Stimulant Addiction Withdrawal

Stimulant Addiction Withdrawal

The process of stimulant addiction withdrawal should ideally only take place under the close supervision of qualified health workers.

Stimulant addiction withdrawal refers to the process whereby a person who is addicted to stimulants tries to break free of the addiction by stopping their consumption of the stimulants. Such a process can be very dangerous and may result in dire consequences if it is not undertaken with all due caution.

That is why it is normally recommended that stimulant addiction withdrawal should never be attempted in the absence of a qualified medical practitioner who can oversee the entire process.

There are a considerable number of stimulant addiction withdrawal symptoms that have been reported by addicts who have tried to stop. Most of these addiction withdrawal symptoms are considered to be rather mild and are very rarely fatal. They include fatigue and depression. The addicts feel tired or fatigued all the time, even when they apparently have no real cause to be so tired.

Depression always sets in after the effects of the last stimulants consumed begin to fade away. Although such depression is considered to be a withdrawal symptom, it is rather common among all people who use stimulants and not just those battling to end an addiction. However, depression is certainly considered to be one of the sure signs of stimulant addiction. The only real difference in the depression that occurs as part of the stimulant addiction withdrawal symptoms is the increase in both the intensity and the duration of the depression.

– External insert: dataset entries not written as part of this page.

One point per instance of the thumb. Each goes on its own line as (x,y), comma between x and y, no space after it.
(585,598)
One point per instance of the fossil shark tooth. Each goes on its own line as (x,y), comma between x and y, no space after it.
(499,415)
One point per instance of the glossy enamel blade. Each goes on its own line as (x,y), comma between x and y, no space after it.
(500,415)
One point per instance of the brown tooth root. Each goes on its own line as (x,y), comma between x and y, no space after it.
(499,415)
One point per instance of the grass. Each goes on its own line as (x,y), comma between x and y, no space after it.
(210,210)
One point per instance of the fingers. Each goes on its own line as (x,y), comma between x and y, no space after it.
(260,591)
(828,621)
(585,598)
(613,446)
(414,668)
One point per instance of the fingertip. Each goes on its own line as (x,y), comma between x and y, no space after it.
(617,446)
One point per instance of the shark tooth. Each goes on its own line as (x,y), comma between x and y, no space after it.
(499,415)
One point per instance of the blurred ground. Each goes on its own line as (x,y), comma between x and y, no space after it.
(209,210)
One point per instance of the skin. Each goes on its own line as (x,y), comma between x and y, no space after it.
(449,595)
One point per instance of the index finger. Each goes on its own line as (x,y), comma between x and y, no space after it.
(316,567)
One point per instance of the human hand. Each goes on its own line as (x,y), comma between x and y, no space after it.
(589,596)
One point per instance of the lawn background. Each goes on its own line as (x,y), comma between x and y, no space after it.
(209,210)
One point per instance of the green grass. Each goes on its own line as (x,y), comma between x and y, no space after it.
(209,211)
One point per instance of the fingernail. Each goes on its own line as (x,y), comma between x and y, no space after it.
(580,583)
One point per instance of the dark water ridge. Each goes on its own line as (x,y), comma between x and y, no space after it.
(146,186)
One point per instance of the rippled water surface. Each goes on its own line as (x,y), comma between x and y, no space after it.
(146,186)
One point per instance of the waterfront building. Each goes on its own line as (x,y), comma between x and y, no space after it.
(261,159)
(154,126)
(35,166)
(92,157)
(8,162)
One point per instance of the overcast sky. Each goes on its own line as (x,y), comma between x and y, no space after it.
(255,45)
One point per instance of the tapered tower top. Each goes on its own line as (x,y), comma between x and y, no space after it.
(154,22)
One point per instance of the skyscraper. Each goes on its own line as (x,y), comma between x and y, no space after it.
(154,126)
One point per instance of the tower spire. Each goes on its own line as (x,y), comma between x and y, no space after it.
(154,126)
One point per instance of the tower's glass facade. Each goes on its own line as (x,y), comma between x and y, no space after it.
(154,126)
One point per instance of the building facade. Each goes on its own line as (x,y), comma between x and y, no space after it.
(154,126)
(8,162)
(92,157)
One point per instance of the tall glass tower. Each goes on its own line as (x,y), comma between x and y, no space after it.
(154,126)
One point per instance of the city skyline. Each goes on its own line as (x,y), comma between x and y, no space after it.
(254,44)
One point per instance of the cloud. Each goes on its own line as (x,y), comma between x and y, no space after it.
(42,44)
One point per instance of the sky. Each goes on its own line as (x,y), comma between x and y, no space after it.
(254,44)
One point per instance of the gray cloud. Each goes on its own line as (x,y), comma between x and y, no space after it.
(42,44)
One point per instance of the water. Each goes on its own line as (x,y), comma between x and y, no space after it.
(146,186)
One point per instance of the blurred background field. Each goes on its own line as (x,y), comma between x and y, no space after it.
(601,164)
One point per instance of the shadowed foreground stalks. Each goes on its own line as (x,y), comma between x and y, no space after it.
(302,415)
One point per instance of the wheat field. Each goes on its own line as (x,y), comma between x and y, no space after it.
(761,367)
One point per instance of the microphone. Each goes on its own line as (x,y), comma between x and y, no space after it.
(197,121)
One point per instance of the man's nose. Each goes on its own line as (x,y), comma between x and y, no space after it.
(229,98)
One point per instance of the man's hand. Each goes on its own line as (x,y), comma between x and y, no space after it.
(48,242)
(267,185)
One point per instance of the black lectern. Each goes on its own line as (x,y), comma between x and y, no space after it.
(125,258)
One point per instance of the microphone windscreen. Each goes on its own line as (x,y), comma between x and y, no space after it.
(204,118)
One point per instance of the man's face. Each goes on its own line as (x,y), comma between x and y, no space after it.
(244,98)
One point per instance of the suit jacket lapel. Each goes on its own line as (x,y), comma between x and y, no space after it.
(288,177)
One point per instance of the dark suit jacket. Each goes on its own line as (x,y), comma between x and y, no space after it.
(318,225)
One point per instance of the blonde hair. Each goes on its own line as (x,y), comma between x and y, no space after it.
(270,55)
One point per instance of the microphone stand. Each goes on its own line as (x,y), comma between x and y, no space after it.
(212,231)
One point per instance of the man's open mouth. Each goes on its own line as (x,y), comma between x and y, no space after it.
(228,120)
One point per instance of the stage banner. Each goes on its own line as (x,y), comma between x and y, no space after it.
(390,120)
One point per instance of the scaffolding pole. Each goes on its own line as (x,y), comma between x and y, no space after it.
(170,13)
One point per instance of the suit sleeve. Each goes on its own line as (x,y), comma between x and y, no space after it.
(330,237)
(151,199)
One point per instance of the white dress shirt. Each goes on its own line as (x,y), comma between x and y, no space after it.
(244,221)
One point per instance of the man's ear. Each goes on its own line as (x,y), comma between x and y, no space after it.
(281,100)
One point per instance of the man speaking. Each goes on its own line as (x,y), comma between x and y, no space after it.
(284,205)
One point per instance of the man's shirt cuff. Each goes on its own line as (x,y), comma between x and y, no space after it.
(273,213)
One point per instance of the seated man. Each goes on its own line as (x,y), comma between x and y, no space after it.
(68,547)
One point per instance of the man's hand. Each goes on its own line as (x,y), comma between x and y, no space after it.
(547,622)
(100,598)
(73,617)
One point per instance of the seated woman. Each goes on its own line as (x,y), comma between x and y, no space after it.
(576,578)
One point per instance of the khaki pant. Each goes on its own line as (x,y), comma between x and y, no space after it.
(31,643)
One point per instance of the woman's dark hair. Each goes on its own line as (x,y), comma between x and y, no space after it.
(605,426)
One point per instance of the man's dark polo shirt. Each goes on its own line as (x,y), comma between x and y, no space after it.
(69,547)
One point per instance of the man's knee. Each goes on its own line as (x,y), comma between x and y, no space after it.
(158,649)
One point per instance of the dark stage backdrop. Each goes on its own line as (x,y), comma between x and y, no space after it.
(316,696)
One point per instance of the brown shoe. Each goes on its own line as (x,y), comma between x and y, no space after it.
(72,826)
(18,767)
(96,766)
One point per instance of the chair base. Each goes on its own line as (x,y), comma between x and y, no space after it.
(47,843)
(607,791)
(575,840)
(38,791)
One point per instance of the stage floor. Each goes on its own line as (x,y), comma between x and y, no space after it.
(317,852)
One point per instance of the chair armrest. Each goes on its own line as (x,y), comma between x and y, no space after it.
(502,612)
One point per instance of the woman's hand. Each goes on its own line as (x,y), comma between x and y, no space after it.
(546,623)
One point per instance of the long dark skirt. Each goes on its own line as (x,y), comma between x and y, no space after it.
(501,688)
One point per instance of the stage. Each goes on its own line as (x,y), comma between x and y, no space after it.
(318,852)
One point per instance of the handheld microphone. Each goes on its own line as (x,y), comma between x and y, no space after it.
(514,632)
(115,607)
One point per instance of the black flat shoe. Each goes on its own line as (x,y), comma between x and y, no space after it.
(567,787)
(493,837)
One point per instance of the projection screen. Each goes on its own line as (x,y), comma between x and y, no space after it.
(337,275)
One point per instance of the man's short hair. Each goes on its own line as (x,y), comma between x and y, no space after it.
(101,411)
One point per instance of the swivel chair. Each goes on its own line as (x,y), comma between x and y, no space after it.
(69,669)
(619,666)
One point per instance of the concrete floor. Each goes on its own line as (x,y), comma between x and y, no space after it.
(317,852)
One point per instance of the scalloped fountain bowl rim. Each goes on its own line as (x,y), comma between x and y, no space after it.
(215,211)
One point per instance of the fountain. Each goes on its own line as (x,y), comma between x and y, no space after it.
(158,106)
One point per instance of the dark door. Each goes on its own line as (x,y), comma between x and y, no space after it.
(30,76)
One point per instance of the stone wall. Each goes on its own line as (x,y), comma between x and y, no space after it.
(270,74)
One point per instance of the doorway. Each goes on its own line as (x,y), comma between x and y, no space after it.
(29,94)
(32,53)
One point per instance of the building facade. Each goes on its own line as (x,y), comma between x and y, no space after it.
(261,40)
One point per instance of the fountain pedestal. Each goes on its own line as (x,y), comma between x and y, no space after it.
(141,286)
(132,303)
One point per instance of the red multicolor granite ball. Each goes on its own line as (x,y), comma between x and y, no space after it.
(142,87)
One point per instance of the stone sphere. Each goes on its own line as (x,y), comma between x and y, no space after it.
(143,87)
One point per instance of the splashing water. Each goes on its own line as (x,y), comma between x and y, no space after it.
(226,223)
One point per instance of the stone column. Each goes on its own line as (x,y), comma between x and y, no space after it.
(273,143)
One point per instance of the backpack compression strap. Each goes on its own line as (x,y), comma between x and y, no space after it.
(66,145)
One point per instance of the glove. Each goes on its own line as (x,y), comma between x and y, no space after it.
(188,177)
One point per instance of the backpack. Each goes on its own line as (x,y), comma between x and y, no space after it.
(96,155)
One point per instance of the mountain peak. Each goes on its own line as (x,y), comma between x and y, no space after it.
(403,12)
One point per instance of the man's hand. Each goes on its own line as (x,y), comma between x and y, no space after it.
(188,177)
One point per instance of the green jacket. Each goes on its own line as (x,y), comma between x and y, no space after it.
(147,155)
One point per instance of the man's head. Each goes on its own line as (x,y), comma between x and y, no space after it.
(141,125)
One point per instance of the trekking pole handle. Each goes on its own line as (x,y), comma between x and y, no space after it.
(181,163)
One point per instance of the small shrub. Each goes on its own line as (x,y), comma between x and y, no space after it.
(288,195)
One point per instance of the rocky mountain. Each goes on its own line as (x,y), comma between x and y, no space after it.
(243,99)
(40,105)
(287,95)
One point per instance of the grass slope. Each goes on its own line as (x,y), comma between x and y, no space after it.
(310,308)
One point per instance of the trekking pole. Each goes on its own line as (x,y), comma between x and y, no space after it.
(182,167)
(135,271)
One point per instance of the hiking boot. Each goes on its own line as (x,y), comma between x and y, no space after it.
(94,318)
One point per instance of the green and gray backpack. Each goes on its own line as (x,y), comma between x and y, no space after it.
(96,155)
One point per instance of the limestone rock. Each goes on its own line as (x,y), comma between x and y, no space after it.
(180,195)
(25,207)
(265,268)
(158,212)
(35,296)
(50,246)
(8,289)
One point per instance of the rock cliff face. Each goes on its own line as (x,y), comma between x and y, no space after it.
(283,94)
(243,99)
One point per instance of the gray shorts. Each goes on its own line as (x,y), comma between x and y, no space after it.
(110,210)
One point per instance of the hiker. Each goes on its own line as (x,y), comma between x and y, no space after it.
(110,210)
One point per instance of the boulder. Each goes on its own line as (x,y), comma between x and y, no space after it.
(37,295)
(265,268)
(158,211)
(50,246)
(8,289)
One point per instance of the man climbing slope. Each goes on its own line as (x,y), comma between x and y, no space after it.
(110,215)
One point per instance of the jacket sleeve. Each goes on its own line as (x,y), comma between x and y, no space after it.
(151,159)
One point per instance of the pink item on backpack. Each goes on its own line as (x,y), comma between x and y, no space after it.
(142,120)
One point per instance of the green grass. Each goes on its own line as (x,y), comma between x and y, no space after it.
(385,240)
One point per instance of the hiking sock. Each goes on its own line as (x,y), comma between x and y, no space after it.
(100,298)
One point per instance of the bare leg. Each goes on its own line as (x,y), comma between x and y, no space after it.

These factors are further dependent on other factors such as the average amount or quantity of the stimulants that is normally consumed at each intake along with the peiod of time over which the addiction has been developing. Generally the depression tends to be deeper and to last for a longer time in people who are particularly high consumers of stimulants and for people who have been addicted to stimulants for a long time.

Other stimulant addiction withdrawal symptoms that may face addicts are restlessness, anxiety, moodiness and sleep disturbances. Recovering addicts can become very restless and are always moving about or moving some parts of their body.

The condition of withdrawal is a very uncomfortable one, both to the addicts themselves and to the people around them. One of the side effects of stimulant addiction is lack of sleep and insomnia. Addicts who are trying to break free of stimulant addiction have on many different occasions been reported to have experienced similar effects as part of the stimulant addiction withdrawal symptoms that they faced.

They claim to have been unable to sleep comfortably for days or, in some cases, even months. Sometimes they get no sleep at all, and on the occasions that they do, they suffer from disturbed sleep patterns that make for very uncomfortable nights. Moodiness is also a common withdrawal symptom among addicts to stimulants.

They tend to become very moody and brood all the time, almost as if they were under a spell. The moody peiods are often accompanied large amounts of anxiety that to the outside observer seem to be completely baseless but which they, the addicts, are totally without any power to stop.